Job Summary:
TensorWave is dedicated to delivering seamless and reliable AI compute at scale through their cloud platform. They are seeking a DevOps Software Engineer to design and build integrations between internal platform services and infrastructure systems, focusing on automation and orchestration across platforms.
Responsibilities:
• Design and build integrations between internal platform services (e.g., messaging/pub-sub systems), infrastructure systems (compute, storage, networking), third-party vendor platforms
• Develop services and tools that enable automation workflows, system coordination and orchestration, event-driven infrastructure operations
• Write production-quality code in Go, Python, Rust (where applicable)
• Build APIs, services, and background workers that interact with infrastructure platforms, CI/CD systems, automation frameworks
• Ensure code is reliable, observable, maintainable
• Integrate software with automation systems such as Ansible, Terraform, CI/CD pipelines (GitHub Actions, ArgoCD)
• Enable infrastructure workflows through APIs, event-driven systems, automation hooks
• Work closely with DevOps engineers (infrastructure and automation), Development teams (application requirements)
• Translate infrastructure capabilities into usable APIs and services
• Help teams integrate their systems into platform workflows
• Build logging, metrics, and tracing into services
• Debug and resolve issues across distributed systems
• Ensure integrations are resilient and handle failure scenarios gracefully
• Identify gaps in platform integration and automation
• Build tooling that reduces manual work and improves system cohesion
• Contribute to standards for internal platform development
Qualifications:
Required:
• 5+ years of experience in software engineering, DevOps development, or platform engineering
• Strong programming experience in: Go and/or Python
• Rust is a strong plus
• Experience building: APIs, services, system integrations
• Strong understanding of: Distributed systems concepts, Event-driven architectures
• Experience working with: Linux systems, Infrastructure platforms
Preferred:
• Experience integrating with: Infrastructure platforms (compute, storage, networking), Kubernetes environments
• Familiarity with: Message queues or pub/sub systems, CI/CD systems (GitHub Actions, ArgoCD)
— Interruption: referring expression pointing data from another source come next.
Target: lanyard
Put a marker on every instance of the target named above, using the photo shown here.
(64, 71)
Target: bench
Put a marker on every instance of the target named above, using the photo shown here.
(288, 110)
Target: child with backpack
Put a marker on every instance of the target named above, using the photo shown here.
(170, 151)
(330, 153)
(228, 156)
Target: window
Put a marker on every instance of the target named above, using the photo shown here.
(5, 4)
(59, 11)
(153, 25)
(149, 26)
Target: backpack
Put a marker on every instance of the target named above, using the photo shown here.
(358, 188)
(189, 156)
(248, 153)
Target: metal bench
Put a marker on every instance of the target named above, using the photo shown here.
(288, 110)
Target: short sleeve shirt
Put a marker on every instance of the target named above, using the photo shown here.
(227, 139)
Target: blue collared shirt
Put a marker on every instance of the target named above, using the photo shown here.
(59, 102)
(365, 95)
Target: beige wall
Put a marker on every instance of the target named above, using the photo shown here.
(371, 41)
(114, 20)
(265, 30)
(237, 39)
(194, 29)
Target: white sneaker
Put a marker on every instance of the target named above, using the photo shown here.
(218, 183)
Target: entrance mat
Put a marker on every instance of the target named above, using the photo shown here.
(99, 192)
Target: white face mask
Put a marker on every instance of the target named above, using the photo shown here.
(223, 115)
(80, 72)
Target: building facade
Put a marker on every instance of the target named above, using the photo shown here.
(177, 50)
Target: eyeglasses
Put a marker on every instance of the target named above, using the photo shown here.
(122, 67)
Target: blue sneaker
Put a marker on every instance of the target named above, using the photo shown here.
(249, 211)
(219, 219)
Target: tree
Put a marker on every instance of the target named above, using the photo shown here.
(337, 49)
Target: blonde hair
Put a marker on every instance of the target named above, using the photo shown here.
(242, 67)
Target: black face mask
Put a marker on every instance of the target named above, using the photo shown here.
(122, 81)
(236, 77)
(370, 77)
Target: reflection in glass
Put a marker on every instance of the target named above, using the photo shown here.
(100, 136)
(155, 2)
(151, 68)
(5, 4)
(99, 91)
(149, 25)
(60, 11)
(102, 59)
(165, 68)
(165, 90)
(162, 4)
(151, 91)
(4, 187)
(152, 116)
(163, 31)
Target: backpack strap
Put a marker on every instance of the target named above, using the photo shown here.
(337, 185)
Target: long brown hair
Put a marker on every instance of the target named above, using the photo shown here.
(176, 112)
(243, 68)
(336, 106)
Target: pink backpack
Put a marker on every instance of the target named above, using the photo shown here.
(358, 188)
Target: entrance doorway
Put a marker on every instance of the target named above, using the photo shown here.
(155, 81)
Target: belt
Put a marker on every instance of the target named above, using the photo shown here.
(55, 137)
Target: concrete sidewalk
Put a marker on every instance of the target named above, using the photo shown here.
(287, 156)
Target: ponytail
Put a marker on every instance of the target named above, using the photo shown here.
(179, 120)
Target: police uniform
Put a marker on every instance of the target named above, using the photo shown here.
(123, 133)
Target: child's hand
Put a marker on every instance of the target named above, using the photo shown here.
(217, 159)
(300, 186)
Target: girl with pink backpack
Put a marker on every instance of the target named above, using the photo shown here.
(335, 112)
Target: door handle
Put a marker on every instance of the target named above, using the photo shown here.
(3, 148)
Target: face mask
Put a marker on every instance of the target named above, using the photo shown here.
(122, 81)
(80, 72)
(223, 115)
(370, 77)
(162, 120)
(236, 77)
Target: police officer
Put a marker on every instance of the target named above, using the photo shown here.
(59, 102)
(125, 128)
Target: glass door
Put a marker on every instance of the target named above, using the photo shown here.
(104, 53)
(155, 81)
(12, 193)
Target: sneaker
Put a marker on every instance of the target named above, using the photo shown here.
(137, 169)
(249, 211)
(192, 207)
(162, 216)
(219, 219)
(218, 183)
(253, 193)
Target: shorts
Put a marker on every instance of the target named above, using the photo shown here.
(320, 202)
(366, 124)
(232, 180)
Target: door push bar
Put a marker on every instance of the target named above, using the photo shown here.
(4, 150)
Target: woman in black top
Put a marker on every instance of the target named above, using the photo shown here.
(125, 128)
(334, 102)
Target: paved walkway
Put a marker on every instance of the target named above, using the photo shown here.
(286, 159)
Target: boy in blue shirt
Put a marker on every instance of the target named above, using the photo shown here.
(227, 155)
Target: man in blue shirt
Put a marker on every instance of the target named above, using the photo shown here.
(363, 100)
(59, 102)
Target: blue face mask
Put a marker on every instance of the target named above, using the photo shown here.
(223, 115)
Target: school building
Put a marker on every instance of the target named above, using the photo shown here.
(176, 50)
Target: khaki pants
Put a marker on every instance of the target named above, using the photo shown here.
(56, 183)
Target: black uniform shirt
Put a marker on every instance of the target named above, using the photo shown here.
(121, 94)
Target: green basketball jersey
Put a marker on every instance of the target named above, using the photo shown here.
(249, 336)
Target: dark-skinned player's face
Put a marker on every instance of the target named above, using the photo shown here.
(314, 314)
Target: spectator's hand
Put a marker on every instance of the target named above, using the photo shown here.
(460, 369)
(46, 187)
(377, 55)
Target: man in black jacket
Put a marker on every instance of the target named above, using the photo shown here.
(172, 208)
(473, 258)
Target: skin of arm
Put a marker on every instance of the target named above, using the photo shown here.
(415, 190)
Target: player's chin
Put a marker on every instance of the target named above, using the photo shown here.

• Experience with automation frameworks such as: Ansible
• Experience working with third-party APIs and vendor platforms
• Exposure to infrastructure at scale or CSP environments
Company:
TensorWave is an AMD-exclusive cloud platform that leverages AMD Instinct GPUs and ROCm for high-performance AI workloads. Founded in 2023, the company is headquartered in Las Vegas, USA, with a team of 51-200 employees. The company is currently Growth Stage.